翁長雄志沖縄県知事の急死にともなう県知事選は辺野古新基地建設に反対する玉城デニー候補が当選。

この選挙は、日本政府が米国との【辺野古の海にコンクリを流して基地にする】約束を認めるかどうかが問われた選挙であり、日本の安全保障のあり方も左右するものだった。

しかし、議論の矛先は

「デニーさんが知事になれば沖縄県が中国に乗っ取られる!」

という非常にレベルの低い方へと向けられた。

特に頭が柔らかく、想像力をフルに使ってしまった10代、20代の若い世代の多くが「デニーさんが勝つと中国に侵略される」と本気で思っていたらしい(実際に、知事選の結果を見ると10代20代の過半数はアンチデニーだった。)

数々のベストセラーを世に送り出したあの作家も知事選後「沖縄は終わった」と落胆。保守陣営はまさに世紀末状態‥‥‥‥‥。

と思いきや、中国よりも先に沖縄に上陸したのは台風24号だった。
そして連日中国の”お客さんたち“で賑わう尖閣諸島(沖縄県)も知事選から2週間経過するのに実に閑散としている。

◇政権が推した候補はマッチョイズム全開のマッチョなおじさん

ところで、「デニーさんが知事になったら沖縄に中国が攻め込んでくる!」とTwitterやFacebookでせっせと拡散していた連中はみな安倍政権を支持している。 

なぜなら「中国が攻めてくるぞ!」とでも言わなきゃ、沖縄に米軍基地を置いている大義がなくなてしまうから。

そして安倍政権がこの知事選に満を持して送り込んできたおじさんが佐喜真淳さん。

この人、ラグビーをやっていたゴリゴリの体育会系オジさんで当然ながら脳みそも筋肉でできていたようだ。

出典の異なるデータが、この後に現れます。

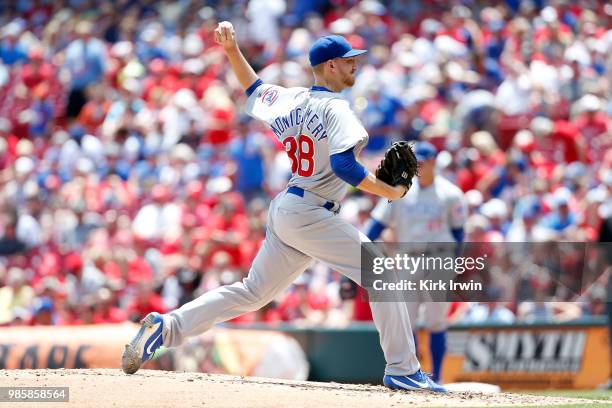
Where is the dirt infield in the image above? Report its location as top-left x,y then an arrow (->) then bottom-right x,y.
0,369 -> 595,408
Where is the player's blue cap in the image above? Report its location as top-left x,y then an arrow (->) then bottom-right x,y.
414,142 -> 438,161
308,35 -> 367,67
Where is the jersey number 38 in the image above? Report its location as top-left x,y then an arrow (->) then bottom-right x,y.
283,135 -> 314,177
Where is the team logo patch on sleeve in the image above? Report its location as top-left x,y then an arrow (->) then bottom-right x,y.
261,88 -> 278,106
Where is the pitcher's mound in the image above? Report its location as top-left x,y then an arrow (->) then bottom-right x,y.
0,369 -> 596,408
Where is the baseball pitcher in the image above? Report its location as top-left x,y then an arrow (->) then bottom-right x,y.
122,22 -> 446,392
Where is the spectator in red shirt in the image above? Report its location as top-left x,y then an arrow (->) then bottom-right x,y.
530,116 -> 584,166
572,94 -> 612,163
93,288 -> 127,324
21,47 -> 56,89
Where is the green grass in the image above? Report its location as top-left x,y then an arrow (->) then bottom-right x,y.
522,390 -> 612,401
510,390 -> 612,408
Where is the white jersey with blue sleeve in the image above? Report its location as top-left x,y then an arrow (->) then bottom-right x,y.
246,83 -> 368,201
372,176 -> 467,242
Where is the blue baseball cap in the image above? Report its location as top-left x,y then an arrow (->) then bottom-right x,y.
414,142 -> 438,161
308,35 -> 367,67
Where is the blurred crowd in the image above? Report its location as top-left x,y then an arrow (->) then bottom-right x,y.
0,0 -> 612,325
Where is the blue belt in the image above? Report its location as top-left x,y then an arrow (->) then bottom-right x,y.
287,186 -> 336,211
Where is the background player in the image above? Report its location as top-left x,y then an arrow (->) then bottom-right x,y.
122,22 -> 445,392
367,142 -> 467,381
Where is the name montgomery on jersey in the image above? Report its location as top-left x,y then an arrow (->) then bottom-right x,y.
270,98 -> 327,141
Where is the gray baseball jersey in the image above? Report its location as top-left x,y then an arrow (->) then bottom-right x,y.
163,84 -> 420,375
372,176 -> 467,242
247,84 -> 368,201
372,176 -> 467,332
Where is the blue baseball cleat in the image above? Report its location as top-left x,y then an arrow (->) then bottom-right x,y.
383,369 -> 448,393
121,312 -> 164,374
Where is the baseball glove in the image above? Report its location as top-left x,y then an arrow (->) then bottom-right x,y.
376,141 -> 419,190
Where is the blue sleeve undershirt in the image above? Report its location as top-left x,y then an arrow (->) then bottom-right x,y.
329,148 -> 368,187
245,78 -> 263,96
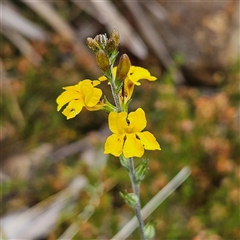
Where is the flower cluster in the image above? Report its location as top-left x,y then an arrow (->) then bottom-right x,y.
57,30 -> 160,158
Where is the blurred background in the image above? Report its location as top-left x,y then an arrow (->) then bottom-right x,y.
0,0 -> 240,240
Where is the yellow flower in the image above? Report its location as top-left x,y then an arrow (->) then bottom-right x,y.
98,66 -> 157,103
56,79 -> 104,119
104,108 -> 161,158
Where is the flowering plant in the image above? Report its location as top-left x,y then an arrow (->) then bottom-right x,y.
56,30 -> 161,239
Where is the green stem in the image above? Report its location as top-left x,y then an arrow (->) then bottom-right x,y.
109,64 -> 122,112
129,158 -> 146,240
110,84 -> 122,112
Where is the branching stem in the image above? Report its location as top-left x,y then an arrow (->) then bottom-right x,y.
129,158 -> 146,240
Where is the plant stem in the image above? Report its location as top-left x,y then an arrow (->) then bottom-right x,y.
129,157 -> 146,240
110,84 -> 122,112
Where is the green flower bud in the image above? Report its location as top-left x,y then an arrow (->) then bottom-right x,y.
94,34 -> 108,49
119,154 -> 129,170
144,222 -> 155,240
106,39 -> 117,54
120,191 -> 138,208
110,29 -> 120,47
96,50 -> 110,72
116,54 -> 131,81
86,38 -> 100,53
104,96 -> 117,113
135,159 -> 148,183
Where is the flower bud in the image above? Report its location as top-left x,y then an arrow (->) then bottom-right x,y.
96,50 -> 110,72
110,28 -> 120,47
94,34 -> 108,49
144,222 -> 155,240
106,39 -> 117,54
120,191 -> 138,208
135,159 -> 148,183
116,54 -> 131,81
119,154 -> 130,170
86,38 -> 100,53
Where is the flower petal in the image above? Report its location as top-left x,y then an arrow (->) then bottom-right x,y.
128,108 -> 147,133
62,100 -> 84,119
84,88 -> 102,107
123,133 -> 144,158
108,112 -> 128,134
137,131 -> 161,150
104,134 -> 125,157
128,66 -> 157,86
56,90 -> 82,111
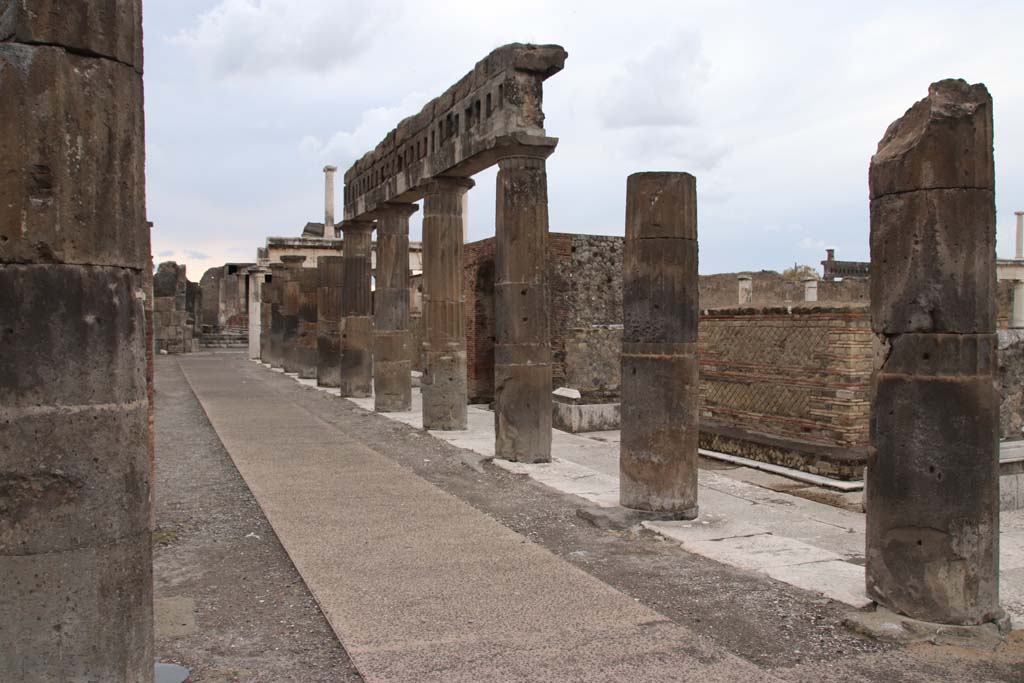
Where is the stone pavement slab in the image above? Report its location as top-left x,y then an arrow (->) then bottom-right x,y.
180,356 -> 775,683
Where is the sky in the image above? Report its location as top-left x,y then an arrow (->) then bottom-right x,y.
143,0 -> 1024,281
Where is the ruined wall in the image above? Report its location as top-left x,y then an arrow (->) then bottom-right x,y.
153,261 -> 197,353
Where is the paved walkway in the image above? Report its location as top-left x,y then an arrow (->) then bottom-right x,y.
180,355 -> 775,683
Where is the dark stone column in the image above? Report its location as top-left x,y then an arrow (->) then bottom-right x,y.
865,80 -> 1001,625
340,220 -> 374,398
316,256 -> 345,387
374,204 -> 419,413
0,0 -> 154,683
495,154 -> 553,463
266,263 -> 288,368
281,254 -> 306,374
620,173 -> 699,519
421,178 -> 475,430
295,268 -> 319,380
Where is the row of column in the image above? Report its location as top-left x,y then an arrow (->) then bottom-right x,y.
620,81 -> 1002,625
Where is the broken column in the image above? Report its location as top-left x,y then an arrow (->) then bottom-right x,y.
421,178 -> 475,429
618,173 -> 699,519
281,254 -> 306,374
324,166 -> 338,240
339,220 -> 374,398
736,275 -> 754,306
802,278 -> 818,301
316,256 -> 345,387
865,80 -> 1000,625
374,204 -> 417,413
495,156 -> 554,463
265,263 -> 288,368
295,268 -> 319,380
0,0 -> 154,682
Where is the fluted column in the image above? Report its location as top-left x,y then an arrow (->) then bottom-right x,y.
339,220 -> 374,398
495,154 -> 552,463
422,178 -> 475,430
374,204 -> 419,413
316,256 -> 345,387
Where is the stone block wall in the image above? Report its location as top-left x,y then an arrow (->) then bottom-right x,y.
153,261 -> 196,353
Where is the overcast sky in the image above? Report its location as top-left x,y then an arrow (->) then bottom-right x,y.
144,0 -> 1024,281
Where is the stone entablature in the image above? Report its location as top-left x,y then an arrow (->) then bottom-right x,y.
344,43 -> 568,219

ちなみに教育勅語上等男尊女卑推進マッチョイズム全開の日本会議所属という華々しい経歴もお持ちなようです。(彼の華々しい活躍はこちら

つい2年半前、沖縄県の宜野湾市で「ディズニーランドを作ろう!」と言ったら市長になっちゃったこのオジさん。

若い人はよく分からないハコモノを作られるよりテーマパークを作ろうと頑張ってくれるオジさんに惹かれがち。

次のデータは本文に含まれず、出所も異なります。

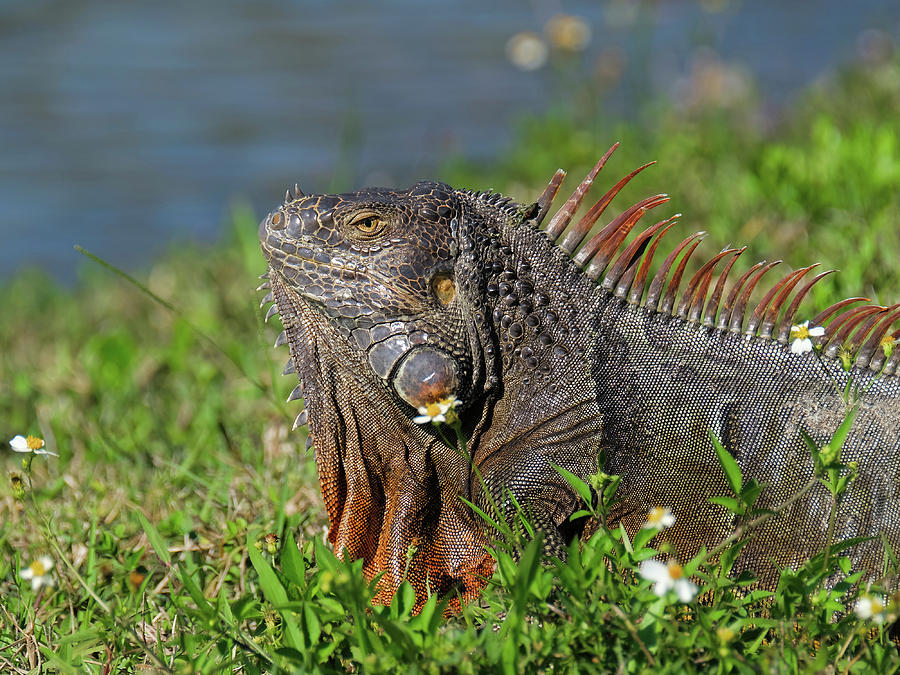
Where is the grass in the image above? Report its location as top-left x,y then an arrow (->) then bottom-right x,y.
0,56 -> 900,673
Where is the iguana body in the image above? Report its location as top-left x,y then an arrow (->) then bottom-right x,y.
260,148 -> 900,602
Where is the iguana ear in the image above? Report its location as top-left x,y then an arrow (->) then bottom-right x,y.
391,346 -> 459,408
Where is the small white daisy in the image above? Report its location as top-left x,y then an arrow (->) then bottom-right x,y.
853,593 -> 887,623
640,560 -> 697,602
19,555 -> 56,591
641,506 -> 675,530
413,396 -> 462,424
9,434 -> 59,457
790,321 -> 825,354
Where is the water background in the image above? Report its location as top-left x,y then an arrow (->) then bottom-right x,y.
0,0 -> 900,283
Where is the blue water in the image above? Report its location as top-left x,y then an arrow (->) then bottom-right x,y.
0,0 -> 900,282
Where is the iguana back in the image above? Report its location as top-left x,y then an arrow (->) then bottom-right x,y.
260,146 -> 900,603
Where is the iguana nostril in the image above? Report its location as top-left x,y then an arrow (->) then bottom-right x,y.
431,274 -> 456,307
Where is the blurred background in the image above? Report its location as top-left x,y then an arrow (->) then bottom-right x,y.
0,0 -> 900,285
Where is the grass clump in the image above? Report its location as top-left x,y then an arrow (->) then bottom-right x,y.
0,59 -> 900,673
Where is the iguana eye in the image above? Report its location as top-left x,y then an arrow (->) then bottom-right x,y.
350,213 -> 384,236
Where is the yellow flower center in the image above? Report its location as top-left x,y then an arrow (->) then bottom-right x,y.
28,560 -> 49,577
668,563 -> 684,579
791,325 -> 809,340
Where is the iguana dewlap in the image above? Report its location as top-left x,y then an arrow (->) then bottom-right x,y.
259,146 -> 900,603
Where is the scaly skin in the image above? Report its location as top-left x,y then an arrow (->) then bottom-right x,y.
260,151 -> 900,607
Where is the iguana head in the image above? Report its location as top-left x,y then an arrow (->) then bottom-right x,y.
259,182 -> 502,408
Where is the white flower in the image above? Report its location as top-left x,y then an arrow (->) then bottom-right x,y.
853,593 -> 887,623
413,396 -> 462,424
19,555 -> 56,591
791,321 -> 825,354
641,506 -> 675,530
640,560 -> 697,602
9,434 -> 59,457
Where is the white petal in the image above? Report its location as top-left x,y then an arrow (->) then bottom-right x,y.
639,560 -> 672,584
674,579 -> 697,602
34,448 -> 59,457
9,434 -> 31,452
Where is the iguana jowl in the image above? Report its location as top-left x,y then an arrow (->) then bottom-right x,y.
259,146 -> 900,603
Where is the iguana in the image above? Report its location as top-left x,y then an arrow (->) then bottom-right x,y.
259,145 -> 900,607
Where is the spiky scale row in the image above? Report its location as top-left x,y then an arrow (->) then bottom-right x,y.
534,143 -> 900,374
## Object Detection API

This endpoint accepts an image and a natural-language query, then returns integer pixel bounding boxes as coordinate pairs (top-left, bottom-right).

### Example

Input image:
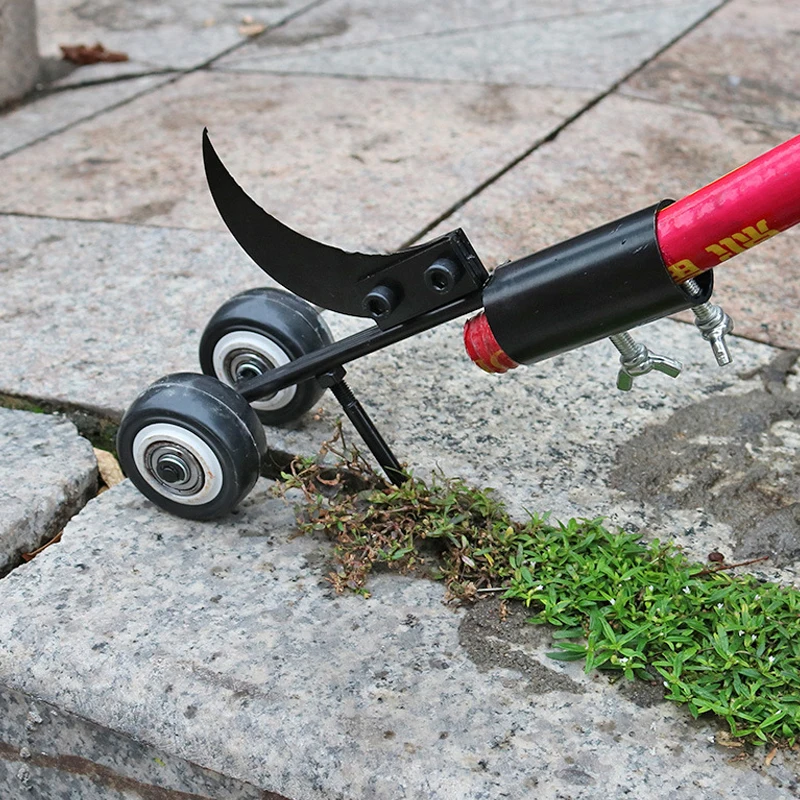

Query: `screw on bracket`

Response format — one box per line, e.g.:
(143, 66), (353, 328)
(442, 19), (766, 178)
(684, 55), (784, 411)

(608, 332), (683, 392)
(682, 278), (733, 367)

でも、ディズニーランドを作ろうという大風呂敷は周辺に大渋滞を巻き起こすなどの懸念が大きかったこともあり頓挫。

公約を達成できないまま市長のオシゴトを放棄して知事選での再起を誓った。

今度こそさすがの脳筋でも、もっと脳ミソを使った公約を出してくれるのかと思ったら

「携帯料金を4割値下げします!」

とよりウェイトアップした公約をお披露目した。

衆議院選挙や参議院選挙のような国政選挙の場で出す公約ならまだしも、これはさすがに脳ミソを使わなさすぎている。

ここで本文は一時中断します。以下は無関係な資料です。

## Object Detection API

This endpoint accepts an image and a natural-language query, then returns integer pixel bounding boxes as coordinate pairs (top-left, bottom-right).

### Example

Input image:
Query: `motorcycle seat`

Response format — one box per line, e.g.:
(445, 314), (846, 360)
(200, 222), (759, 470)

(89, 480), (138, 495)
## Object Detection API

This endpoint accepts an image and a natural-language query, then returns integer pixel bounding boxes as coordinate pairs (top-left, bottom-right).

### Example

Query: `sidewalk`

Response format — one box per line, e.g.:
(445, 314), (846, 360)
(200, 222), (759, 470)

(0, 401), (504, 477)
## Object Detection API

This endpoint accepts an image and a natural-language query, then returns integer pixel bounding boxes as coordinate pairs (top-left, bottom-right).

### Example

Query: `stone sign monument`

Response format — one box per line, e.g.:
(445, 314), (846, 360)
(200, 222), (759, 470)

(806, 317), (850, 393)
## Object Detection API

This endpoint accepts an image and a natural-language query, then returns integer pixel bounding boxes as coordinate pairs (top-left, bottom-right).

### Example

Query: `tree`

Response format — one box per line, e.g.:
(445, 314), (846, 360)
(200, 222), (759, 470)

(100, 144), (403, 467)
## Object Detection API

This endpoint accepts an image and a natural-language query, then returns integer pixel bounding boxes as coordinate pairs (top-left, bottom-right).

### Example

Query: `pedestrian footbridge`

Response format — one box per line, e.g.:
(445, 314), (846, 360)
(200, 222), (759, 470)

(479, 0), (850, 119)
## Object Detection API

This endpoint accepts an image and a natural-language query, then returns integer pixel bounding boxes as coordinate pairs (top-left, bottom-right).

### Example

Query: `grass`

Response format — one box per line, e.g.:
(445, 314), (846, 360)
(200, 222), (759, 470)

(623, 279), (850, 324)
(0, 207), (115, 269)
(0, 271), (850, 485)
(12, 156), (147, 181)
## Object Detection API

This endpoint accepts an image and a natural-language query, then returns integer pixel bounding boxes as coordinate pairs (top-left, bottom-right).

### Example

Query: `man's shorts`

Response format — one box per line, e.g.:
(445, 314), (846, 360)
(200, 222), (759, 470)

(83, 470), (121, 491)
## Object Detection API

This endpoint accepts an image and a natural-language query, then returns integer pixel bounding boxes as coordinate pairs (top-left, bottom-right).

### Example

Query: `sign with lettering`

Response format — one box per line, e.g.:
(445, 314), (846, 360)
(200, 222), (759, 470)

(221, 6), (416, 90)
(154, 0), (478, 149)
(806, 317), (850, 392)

この公約の荒唐無稽さは度が過ぎているので言うまでもないけど、どれだけ度が過ぎているのかといえば、「中国が攻めてくるぞ!」と騒いでいた人たちまでもが「さすがにちょっとアタマ悪すぎません?」って失笑したほど。

それに、この公約が知事の権限では実現できないということを地元の新聞社に報じられる始末。

新聞に政策の実現可能性を完全否定されるのはよほどのことがない限りあり得ない。

そもそも、知事の権限で携帯料金が4割下がるなら全国の自治体によって携帯料金に大きな差が出ているはず。(当然ながら携帯の月額料金を最終決定するのは企業)

「和歌山のauショップで契約したら大阪で契約してたときよりも月額料金が安なったわ~」なんて言った次の日には和歌山のauショップに大名行列ができるでしょう。  

これは、日本のなかで貧困率が比較的高い沖縄県に住む人たちを釣ろうとした悪徳商法。

戦後70年あまり権力の座をほしいままにしてきた自民党の先生方にとってみれば、選挙は言ったもん勝ち。

それがウソだろうが、実現不可能だろうがお構いなくとりあえずアンテナを張り巡らして、みんなが食いつくようなおいしそうなエサをぶら下げればあとは待つのみ。

選挙に当選して公約が達成できなさそうになっても「限界突破して努力したけどできませんでした」とでも言っちゃえば、「限界まで頑張ってくれたならできなくてもしゃーないな」となってくれるか「え?そんなこと言ってたっけ?忘れてたなぁ」程度に許してくれる有権者の性を自民党の先生方は知っている。

学校の先生に宿題の提出を求められて、「一生懸命やったけど今日はおうちに忘れてきた」とでも言い訳すれば、教科書でビンタされるのが常(あくまでも一例です)であるのだが、有権者はそこまで厳しくない。


◇デニー氏の当選は基地反対の民意ではない?

ここからは、あくまでも個人的な見解にすぎないので、そんな考え方もあるんだね程度にとらえてほしい。

翁長県知事の後継ぎ候補のデニー氏が当選を果たした翌日の新聞各紙には「辺野古移設ノーの民意が示された」との文言が躍った。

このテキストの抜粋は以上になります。